Kubernetes is fast an industry standard, with up to 94% of companies deploying their services and applications on the container orchestration platform, according to a survey. One of the main reasons companies turn to Kubernetes is the standardization that enables advanced users to gain productivity gains of up to two times.
Standardizing on Kubernetes gives organizations the power to deploy any workload, anywhere. But there was a piece missing: the technology assumed that workloads were ephemeral, meaning only stateless workloads could be safely deployed on Kubernetes. However, the community recently changed the paradigm and introduced features like StatefulSets and Storage Classes that allow data to be used on Kubernetes.
Running stateful workloads on Kubernetes is possible, but still challenging. In this article I present ways to implement it and why it is worthwhile.
Do it little by little
Kubernetes is on its way to becoming as popular as Linux and the de facto way of running any application anywhere and distributed. Using Kubernetes requires learning many technical concepts and vocabulary. For example, newcomers might struggle with the many logical units of Kubernetes such as containers, pods, nodes, and clusters.

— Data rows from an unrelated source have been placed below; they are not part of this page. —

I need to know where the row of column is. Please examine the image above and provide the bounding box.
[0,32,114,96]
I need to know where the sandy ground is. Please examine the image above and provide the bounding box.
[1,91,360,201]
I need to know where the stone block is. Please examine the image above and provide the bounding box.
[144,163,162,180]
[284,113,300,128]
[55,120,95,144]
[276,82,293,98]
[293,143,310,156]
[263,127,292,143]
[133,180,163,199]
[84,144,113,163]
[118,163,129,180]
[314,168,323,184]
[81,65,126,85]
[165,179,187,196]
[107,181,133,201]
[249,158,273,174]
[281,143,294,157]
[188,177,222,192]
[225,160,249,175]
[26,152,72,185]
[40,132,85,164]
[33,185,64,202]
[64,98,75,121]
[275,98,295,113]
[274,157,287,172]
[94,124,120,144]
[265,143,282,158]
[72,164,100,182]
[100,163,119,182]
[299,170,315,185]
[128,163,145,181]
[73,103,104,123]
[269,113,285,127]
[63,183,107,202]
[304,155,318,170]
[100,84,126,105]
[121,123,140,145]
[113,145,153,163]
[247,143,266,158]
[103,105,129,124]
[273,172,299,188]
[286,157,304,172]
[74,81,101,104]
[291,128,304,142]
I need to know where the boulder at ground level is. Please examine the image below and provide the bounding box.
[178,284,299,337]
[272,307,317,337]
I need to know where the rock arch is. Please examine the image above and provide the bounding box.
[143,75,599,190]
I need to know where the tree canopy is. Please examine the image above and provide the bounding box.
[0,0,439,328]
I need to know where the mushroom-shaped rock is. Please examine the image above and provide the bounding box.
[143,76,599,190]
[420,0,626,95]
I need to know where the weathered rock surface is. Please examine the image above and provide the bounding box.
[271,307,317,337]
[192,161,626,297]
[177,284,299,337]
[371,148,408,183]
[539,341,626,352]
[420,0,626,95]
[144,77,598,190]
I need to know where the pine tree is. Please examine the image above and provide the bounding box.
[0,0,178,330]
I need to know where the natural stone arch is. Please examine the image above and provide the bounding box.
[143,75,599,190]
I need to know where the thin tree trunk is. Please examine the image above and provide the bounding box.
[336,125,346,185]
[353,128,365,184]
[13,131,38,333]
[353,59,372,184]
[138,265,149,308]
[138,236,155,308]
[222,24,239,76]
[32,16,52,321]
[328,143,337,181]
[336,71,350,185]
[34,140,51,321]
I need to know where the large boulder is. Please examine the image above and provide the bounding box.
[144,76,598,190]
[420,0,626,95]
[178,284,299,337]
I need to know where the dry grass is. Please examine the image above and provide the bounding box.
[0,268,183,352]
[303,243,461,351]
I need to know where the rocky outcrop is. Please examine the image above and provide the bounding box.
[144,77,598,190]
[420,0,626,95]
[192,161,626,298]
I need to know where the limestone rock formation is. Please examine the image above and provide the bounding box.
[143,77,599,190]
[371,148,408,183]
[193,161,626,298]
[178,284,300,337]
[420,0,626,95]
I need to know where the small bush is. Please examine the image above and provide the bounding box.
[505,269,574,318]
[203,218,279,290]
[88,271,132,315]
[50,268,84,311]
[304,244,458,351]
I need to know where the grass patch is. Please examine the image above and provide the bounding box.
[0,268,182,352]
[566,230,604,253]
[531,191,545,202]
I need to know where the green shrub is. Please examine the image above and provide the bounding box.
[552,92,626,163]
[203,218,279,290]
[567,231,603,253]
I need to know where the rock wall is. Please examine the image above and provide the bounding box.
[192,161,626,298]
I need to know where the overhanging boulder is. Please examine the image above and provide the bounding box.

If you’re not already running Kubernetes in production, don’t jump straight into data workloads. Instead, start moving stateless apps to avoid data loss when things go sideways.
If you don’t find an operator that suits your needs, don’t worry because most of them are open source.
Understand the limitations and specifics
Once you’re familiar with general Kubernetes concepts, dive into the specifics for stateful concepts. For example, because applications can have different storage requirements such as performance or capacity requirements, you need to provide the right underlying storage system.
What the industry commonly calls storage profiles are referred to as storage classes in Kubernetes. They provide a way to describe the different types of classes that a Kubernetes cluster can access. Storage classes can have different quality of service levels, such as B. I/O operations per second per GiB, backup policies, or arbitrary policies like e.g. B. Binding modes and allowed topologies.
Another important component to understand is StatefulSet. It is the Kubernetes API object used to manage stateful applications and provides key features such as:
- Stable, unique network identifiers that you can use to track volume and detach and reattach them at will;
- Stable, persistent storage to keep your data safe;
- Orderly, frictionless deployment and scaling required for many Day 2 operations.
Although StatefulSet was a successful replacement for the infamous PetSet (now obsolete), it is still imperfect and has limitations. For example, the StatefulSet controller does not have built-in support for volume resizing (PVC) – which poses a major challenge when the size of your application data set is going to grow beyond the currently allocated storage capacity. There are workarounds, but such limitations need to be understood in a timely manner so that the engineering team knows how to deal with them.